Re: [PATCH v5 03/16] power: sequencing: Add pwrseq_power_is_on()
From: Bartosz Golaszewski
Date: Thu Jul 16 2026 - 04:14:50 EST
On Thu, 16 Jul 2026 06:59:01 +0200, Chen-Yu Tsai <wenst@xxxxxxxxxxxx> said:
> On Wed, Jul 15, 2026 at 8:10 PM Bartosz Golaszewski <brgl@xxxxxxxxxx> wrote:
>>
>> On Wed, 15 Jul 2026 11:29:02 +0200, Andy Shevchenko
>> <andriy.shevchenko@xxxxxxxxxxxxxxx> said:
>> > On Wed, Jul 15, 2026 at 04:53:33PM +0800, Chen-Yu Tsai wrote:
>> >> The power sequencing consumer API already does power on state tracking
>> >> internally. Expose the state to consumers through pwrseq_power_is_on()
>> >> so that they don't have to reimplement it locally.
>> >
>> > Reviewed-by: Andy Shevchenko <andriy.shevchenko@xxxxxxxxxxxxxxx>
>> >
>> > ...
>> >
>> >> +/**
>> >> + * pwrseq_power_is_on() - Queries the last requested state of the power sequencer.
>> >> + * @desc: Descriptor referencing the power sequencer.
>> >> + *
>> >> + * This returns the last requested state of the power sequencer.
>> >> + *
>> >> + * Returns:
>> >> + * On success, 1 for on or desc is NULL (optional) and 0 for off;
>> >> + * negative error number on failure.
>> >
>> > I would rephrase it a bit.
>> >
>> > * On success, 1 for on and 0 for off; negative error number on failure.
>> > * If desc is NULL (means optional) return 1.
>> >
>> > And this rises a question: why 1? Shouldn't it be some "unknown" state?
>> > (But since Bart Acked this, this doesn't prevent the patch to go, you
>> > got my tag above.)
>> >
>>
>> No, this is good feedback. Maybe we should prefer an enum like so:
>>
>> enum pwrseq_state {
>> PWRSEQ_POWER_UNKNOWN,
>> PWRSEQ_POWER_ON,
>> PWRSEQ_POWER_OFF
>> };
>
> Well I think the crux of it is whether the API considers the descriptor
> optional. The power on/off functions suggest that is the case.
>
True. That may be an inconsistency of the API contract on my part. There's no
such thing as an optional variant of pwrseq_get() so perhaps pwrseq_power_on()
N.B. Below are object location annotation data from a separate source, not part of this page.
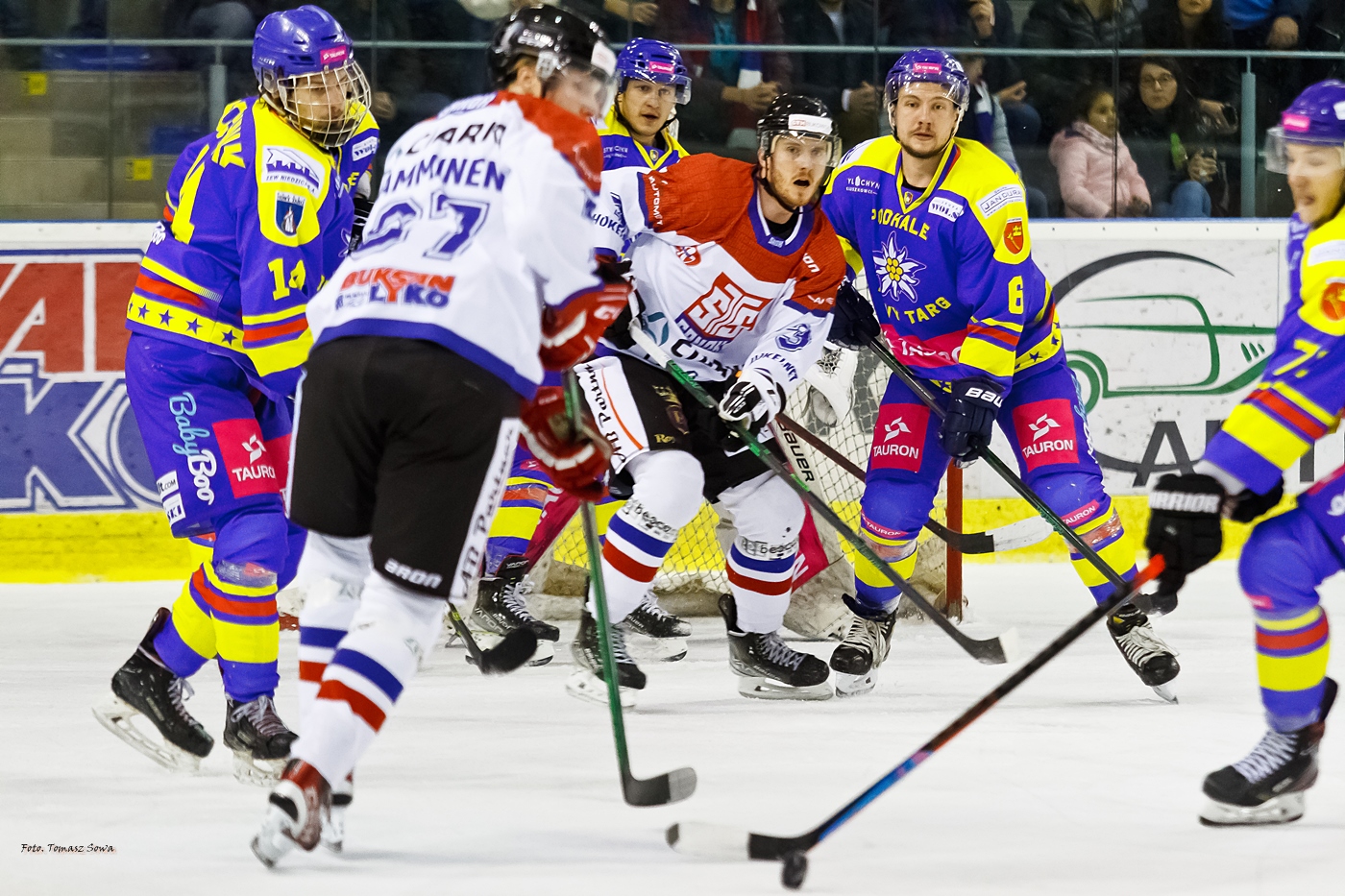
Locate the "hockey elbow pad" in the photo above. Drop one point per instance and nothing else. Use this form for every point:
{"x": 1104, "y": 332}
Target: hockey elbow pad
{"x": 1247, "y": 505}
{"x": 571, "y": 332}
{"x": 575, "y": 455}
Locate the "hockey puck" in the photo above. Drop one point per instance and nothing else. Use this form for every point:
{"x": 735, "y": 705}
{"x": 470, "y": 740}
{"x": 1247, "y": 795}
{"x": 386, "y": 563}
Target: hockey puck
{"x": 795, "y": 869}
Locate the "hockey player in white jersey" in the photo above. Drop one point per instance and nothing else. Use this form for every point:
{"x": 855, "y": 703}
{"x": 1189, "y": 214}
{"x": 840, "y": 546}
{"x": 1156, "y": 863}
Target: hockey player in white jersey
{"x": 736, "y": 272}
{"x": 475, "y": 272}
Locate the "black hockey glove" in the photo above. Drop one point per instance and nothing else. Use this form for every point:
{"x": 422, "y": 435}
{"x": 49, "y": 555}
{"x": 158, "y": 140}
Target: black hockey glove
{"x": 1247, "y": 505}
{"x": 853, "y": 322}
{"x": 1184, "y": 525}
{"x": 363, "y": 201}
{"x": 753, "y": 401}
{"x": 971, "y": 416}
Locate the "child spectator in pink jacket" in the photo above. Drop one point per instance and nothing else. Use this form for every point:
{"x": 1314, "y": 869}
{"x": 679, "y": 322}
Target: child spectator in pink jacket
{"x": 1083, "y": 155}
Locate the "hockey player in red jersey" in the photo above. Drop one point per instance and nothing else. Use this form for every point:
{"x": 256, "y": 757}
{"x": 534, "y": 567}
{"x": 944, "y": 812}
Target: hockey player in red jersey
{"x": 475, "y": 272}
{"x": 736, "y": 272}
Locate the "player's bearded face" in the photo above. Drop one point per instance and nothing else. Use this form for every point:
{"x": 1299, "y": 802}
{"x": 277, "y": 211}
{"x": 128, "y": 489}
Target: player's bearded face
{"x": 795, "y": 168}
{"x": 1317, "y": 181}
{"x": 923, "y": 118}
{"x": 646, "y": 107}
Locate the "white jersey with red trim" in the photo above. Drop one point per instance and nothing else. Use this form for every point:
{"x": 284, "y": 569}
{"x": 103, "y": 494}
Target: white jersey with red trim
{"x": 481, "y": 221}
{"x": 719, "y": 291}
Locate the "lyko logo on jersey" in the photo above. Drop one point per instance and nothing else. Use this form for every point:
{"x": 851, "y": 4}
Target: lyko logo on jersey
{"x": 722, "y": 314}
{"x": 246, "y": 458}
{"x": 896, "y": 271}
{"x": 690, "y": 255}
{"x": 289, "y": 211}
{"x": 1046, "y": 432}
{"x": 396, "y": 285}
{"x": 898, "y": 437}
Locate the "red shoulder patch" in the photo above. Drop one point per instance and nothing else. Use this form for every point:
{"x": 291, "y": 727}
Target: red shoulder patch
{"x": 574, "y": 136}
and pwrseq_power_off() should be converted to returning -EINVAL on NULL
descriptor.
> I modeled this on reset_control_status(). I believe the rationale is that
> if the reset control or pwrseq is optional, then either there is some
> other mechanism to deal with the reset (GPIO) or pwrseq (GPIO + regulator),
> or it's always on and operational.
>
> In such cases and the rare case where one has to query the state, the
> queries are possibly chained together and I think it makes sense to
> assume the "operational" state as the fallback.
>
> If this returns an enum, then I think the previous approach of returning
> an error value for an invalid descriptor is better. One doesn't need to
> learn a new set of return values.
>
> I'm fine either way. I would just move the checks over to the consumer
> side. But I think the principles guiding the overall API design is
> something you need to provide:
>
> - Is the descriptor optional? What should the action functions
> (power on / off , or query status) return when NULL is given?
> - Is the subsystem optional? Should the stub functions besides
> pwrseq_get() return 0 instead of -ENOSYS?
>
> Right now the API feels like the descriptor is optional but the
> subsystem is not. One has to add IS_ENABLED(CONFIG_POWER_SEQUENCING)
> around the consumer API to make it an optional feature.
>
There's one more use-case where the power state trully can be *unknown*.
Please look at the proposed new function from Loic[1]. Here we deal with
targets over which linux has no direct power control even though it may still
control some of its dependencies. This is where an UNKNOWN state may make
sense.
This is where I also floated an idea of renaming pwrseq_power_on/off() to
pwrseq_vote_on/off() for better clarity of their purpose.